The brain weighed 1350 gm. The dura and leptomeninges were unremarkable. There was diffuse flattening of gyri bilaterally, as well as the presence of cerebellar herniation grooves. Coronal sections revealed a diffuse effacement of the architecture, involving the left globus pallidus and putamen. The fornix appeared irregularly thickened and asymmetric (Fig. IA).
Figure 1
Representative histologic sections demonstrated multiple areas of perivascular proliferation of darkly stained elongated tumor cells (Fig. IB).
Figure 2
There was a diffuse infiltration of the adjacent subcortical white matter by similar tumor cells. In places, the cells showed marked atypia and focal anaplasia. Neoplastic foci were detected also in the corpus callosum and mid-brain. Paraffin embedded sections were stained by the immunoperoxidase method which yielded the following results: positive staining reaction to glial fibrillary acidic protein (GFAP), vimentin, estrogen receptor (ER), progesterone receptor (PR) and negative reaction to cytokeratin, HMB 45, epithelial membrane antigen (EMA) and neurofilament.
Discussion
Statistical studies have shown that there is no higher incidence of primary brain tumors in pregnancy [1,2,3]. Gliomas, making up 40% of all brain tumors, have been found to make their initial manifestation during the first trimester [1,2,3], presumably due to tumor enlargement resulting from accelerated growth and/or intracellular fluid retention [1,2,3]. Hormonal factors have been implicated to play a causative role in this phenomenon [1,2,3]. Early diagnosis and precise localization of the tumor are of utmost importance since management has to be individually tailored in each case [1,2,3,4]. In cases of multiple tumors and in rare conditions such as gliomatosis cerebri in which neoplastic proliferation is wide-spread, avoidance of pregnancy may be the only way to assure long-term survival of the female patient [4]. The case presented in this report is an unusual histologic type of glioma, termed gliomatosis cerebri. Characteristically the tumor grows as ill-defined, diffuse overgrowth of neoplastic glial elements producing effacement of the brain architecture [5]. The neoplastic process has been found to involve extensively the brain stem and subcortical structures including the fornix, globus pallidus and putamen. The tumor cells are elongated and dark-staining and tend to accumulate in perivascular locations.

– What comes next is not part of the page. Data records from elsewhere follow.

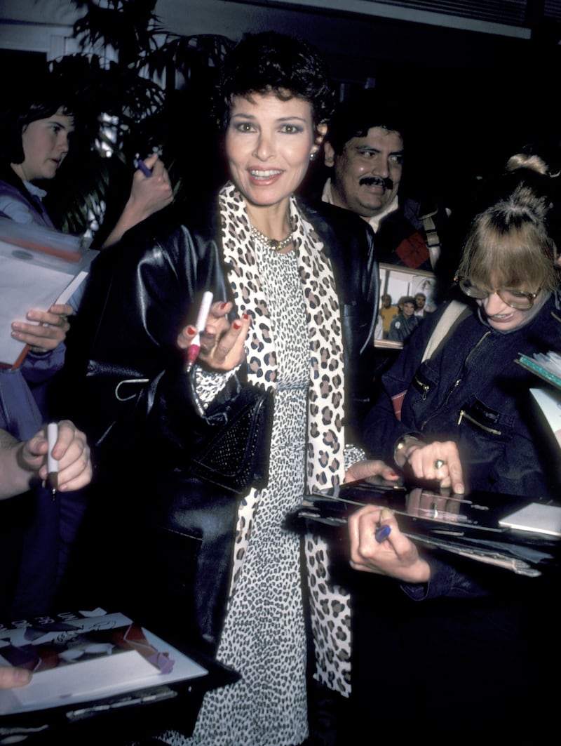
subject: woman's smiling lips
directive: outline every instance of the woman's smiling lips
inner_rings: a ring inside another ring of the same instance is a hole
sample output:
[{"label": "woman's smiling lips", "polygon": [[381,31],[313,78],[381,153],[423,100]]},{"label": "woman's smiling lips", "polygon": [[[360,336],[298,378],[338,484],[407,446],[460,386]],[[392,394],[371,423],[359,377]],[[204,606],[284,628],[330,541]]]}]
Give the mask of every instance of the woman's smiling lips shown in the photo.
[{"label": "woman's smiling lips", "polygon": [[262,186],[274,184],[283,172],[279,169],[248,169],[252,182]]}]

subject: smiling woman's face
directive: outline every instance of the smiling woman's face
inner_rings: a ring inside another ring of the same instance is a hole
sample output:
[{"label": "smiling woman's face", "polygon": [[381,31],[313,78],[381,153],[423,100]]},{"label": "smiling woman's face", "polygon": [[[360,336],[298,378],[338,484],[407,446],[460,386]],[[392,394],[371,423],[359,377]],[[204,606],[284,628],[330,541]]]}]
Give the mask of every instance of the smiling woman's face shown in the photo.
[{"label": "smiling woman's face", "polygon": [[226,133],[232,181],[252,204],[287,200],[302,183],[314,148],[311,104],[274,93],[235,96]]}]

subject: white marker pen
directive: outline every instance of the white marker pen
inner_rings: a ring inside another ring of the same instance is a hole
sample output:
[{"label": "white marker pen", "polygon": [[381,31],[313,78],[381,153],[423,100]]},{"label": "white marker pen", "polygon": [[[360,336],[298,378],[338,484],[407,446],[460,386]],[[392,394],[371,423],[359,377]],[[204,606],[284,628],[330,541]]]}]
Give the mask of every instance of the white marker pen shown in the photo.
[{"label": "white marker pen", "polygon": [[47,489],[50,489],[53,500],[58,489],[58,460],[53,458],[52,450],[58,439],[58,424],[56,422],[49,422],[47,425],[47,441],[48,442],[48,451],[47,451]]},{"label": "white marker pen", "polygon": [[187,349],[187,372],[188,373],[197,360],[197,356],[200,351],[200,332],[205,330],[206,319],[209,317],[209,311],[212,305],[213,295],[210,291],[206,290],[203,293],[203,300],[200,301],[199,315],[197,316],[197,335],[191,341]]}]

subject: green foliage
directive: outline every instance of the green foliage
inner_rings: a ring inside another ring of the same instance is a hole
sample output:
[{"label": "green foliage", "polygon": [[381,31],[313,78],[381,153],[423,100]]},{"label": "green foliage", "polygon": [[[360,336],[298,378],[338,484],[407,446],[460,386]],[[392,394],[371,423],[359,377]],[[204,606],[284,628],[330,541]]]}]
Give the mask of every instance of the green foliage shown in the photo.
[{"label": "green foliage", "polygon": [[[192,172],[205,151],[203,168],[218,168],[215,148],[208,154],[215,142],[211,95],[232,42],[166,31],[153,0],[74,4],[86,11],[74,26],[81,51],[55,60],[51,69],[78,102],[78,127],[72,157],[49,186],[50,212],[69,232],[95,231],[105,206],[109,222],[128,196],[136,154],[153,150],[162,154],[176,202],[186,204],[197,189]],[[104,125],[108,118],[110,128]]]}]

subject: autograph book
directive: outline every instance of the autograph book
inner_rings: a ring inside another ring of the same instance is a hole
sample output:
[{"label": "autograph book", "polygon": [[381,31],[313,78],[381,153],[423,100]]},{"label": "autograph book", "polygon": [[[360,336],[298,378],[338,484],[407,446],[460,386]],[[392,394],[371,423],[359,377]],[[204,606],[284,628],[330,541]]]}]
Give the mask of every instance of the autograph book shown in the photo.
[{"label": "autograph book", "polygon": [[561,541],[537,528],[519,530],[505,522],[531,502],[481,491],[446,495],[436,484],[405,486],[374,477],[346,483],[331,494],[307,495],[292,517],[311,524],[314,530],[330,527],[332,540],[340,545],[347,541],[346,531],[337,529],[346,526],[350,513],[367,504],[387,507],[402,532],[417,544],[533,577],[559,568]]},{"label": "autograph book", "polygon": [[77,236],[0,218],[0,366],[17,368],[28,348],[11,336],[12,322],[31,309],[66,303],[99,252]]},{"label": "autograph book", "polygon": [[208,674],[125,615],[101,609],[0,625],[0,665],[34,672],[28,686],[0,690],[0,715],[60,706],[75,715],[86,703]]}]

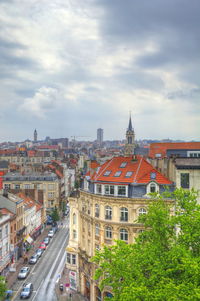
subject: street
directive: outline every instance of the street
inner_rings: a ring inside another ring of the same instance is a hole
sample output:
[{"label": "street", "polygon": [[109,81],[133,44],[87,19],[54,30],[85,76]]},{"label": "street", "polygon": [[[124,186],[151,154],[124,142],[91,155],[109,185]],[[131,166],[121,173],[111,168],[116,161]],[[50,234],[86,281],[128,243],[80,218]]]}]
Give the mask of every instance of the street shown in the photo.
[{"label": "street", "polygon": [[57,300],[54,289],[65,265],[65,249],[69,240],[68,222],[67,219],[63,225],[59,226],[59,230],[54,234],[38,262],[35,265],[27,264],[31,267],[30,274],[25,280],[18,280],[14,284],[14,298],[12,300],[20,300],[22,286],[29,282],[33,284],[33,293],[29,300]]}]

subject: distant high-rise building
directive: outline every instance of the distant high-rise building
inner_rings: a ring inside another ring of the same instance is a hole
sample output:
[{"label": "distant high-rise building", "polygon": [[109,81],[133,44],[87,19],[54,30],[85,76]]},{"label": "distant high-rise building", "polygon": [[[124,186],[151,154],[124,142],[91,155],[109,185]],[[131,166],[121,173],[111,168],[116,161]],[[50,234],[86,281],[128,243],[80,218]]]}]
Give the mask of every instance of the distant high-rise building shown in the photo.
[{"label": "distant high-rise building", "polygon": [[37,142],[37,131],[35,129],[34,134],[33,134],[33,140],[34,142]]},{"label": "distant high-rise building", "polygon": [[97,129],[97,142],[101,145],[103,142],[103,129]]},{"label": "distant high-rise building", "polygon": [[130,156],[134,154],[135,149],[135,133],[132,127],[131,116],[129,119],[128,129],[126,131],[126,144],[124,148],[125,156]]}]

Areas of greater cellular pleomorphism and anaplasia, sometimes resembling glioblastoma multiforme, may also be noticed [5]. The gliomatous nature of the tumor can be demonstrated by the positive staining reaction of the tumor cells to GFAP and vimentin. The multifocal, perivascular growth pattern warrants its distinction from metastatic neoplasms. HMB 45 and EMA may be helpful in ruling out melanoma and carcinoma, respectively.
The functional significance of ER and PR positivity cannot be overemphasized. The aggravation of neurological symptoms during pregnancy and postovulatory period in women harboring brain tumors, has been attributed to hormonal effects [1,2,3,4]. Postpartum amelioration of symptoms and angiographically documented decrease of tumor size after confinement, are also points of argument favoring this theory [2]. In this patient, the periodic episodes of headaches and personality disturbances, may have been due to cyclical hormonal effects. Modern molecular therapeutic methods may hold some promise in patients with brain tumors that are not amenable to surgical or radiation therapy. Unexplainable behavior changes in women following pregnancy should arouse suspicion of a brain tumor, and appropriate diagnostic measures have to be undertaken. Women having uncommon brain tumors, such as the one described above, can be guarded against unexpected fatality only by careful monitoring and timely obstetric intervention.